I am fourteen years old. I have never been in a relationship. I have never kissed a boy. I would much rather spend my Saturday nights with my friends watching Youtube videos and playing Robot Unicorn Attack than I would going to some party and getting drunk.
I guess you could call me your stereotypical, conservative nerd.
There are two main cliques at my school. The popular, perfect preps, and the there are the outcasts. Can you guess what clique I belong to? Yep, that's right. I am an outcast. My entire seventh grade year went like this: go to class, go to lunch, eat by myself, go to the library, go back to class, go home. I am practically anti-social. I have a huge fear a rejection. Before I talk to someone new I think out every single way the conversation may turn out. Just to prevent the person I am conversing with from thinking I am a total freak and making me hated throughout the school.
Eighth grade was most definitely better than seventh. This year I actually have friends. I got some guts and starting talking to a few people. Now I have a group. It's amazing. I hated seventh grade because I was lonely. Now I have people to talk to. I have one friend in particular I feel I can share anything with. During seventh grade I was very depressed, I thought about suicide quite a bit, I cut myself, and I wanted to run away more than anything. Now that I have people to talk to my depression isn't as bad. It isn't gone entirely, but it is shrinking.

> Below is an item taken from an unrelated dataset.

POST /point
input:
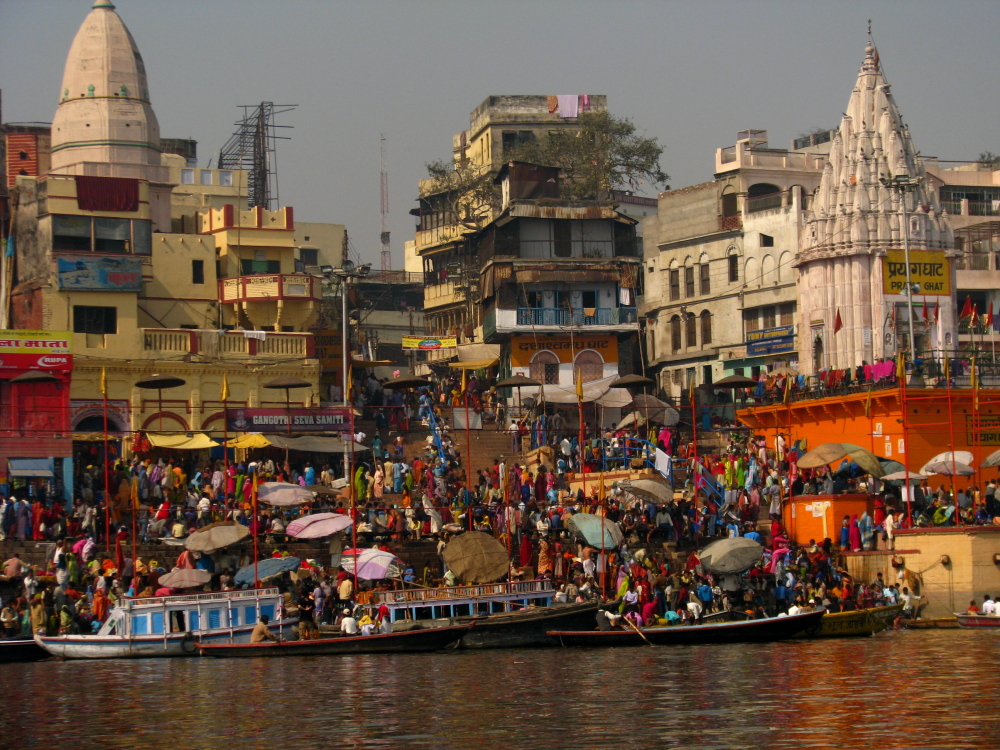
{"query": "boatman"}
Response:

There are girls at my school who love making people feel bad. They think they are so great because they talk about people behind their backs and take advantage of others. I loathe those girls. Many of my friends have been targeted by these girls, myself included. These girls most likely only do this because they don't want to look uncool. They want to stay at the top of the social food chain and talking down to others probably makes them feel good about themselves. I hope I am never one of those girls.
I hope to always be the nerd who spends her free time reading a Harry Potter book. I hope to always be the girl who doesn't care what others may think of her. I hope to always be able to be myself.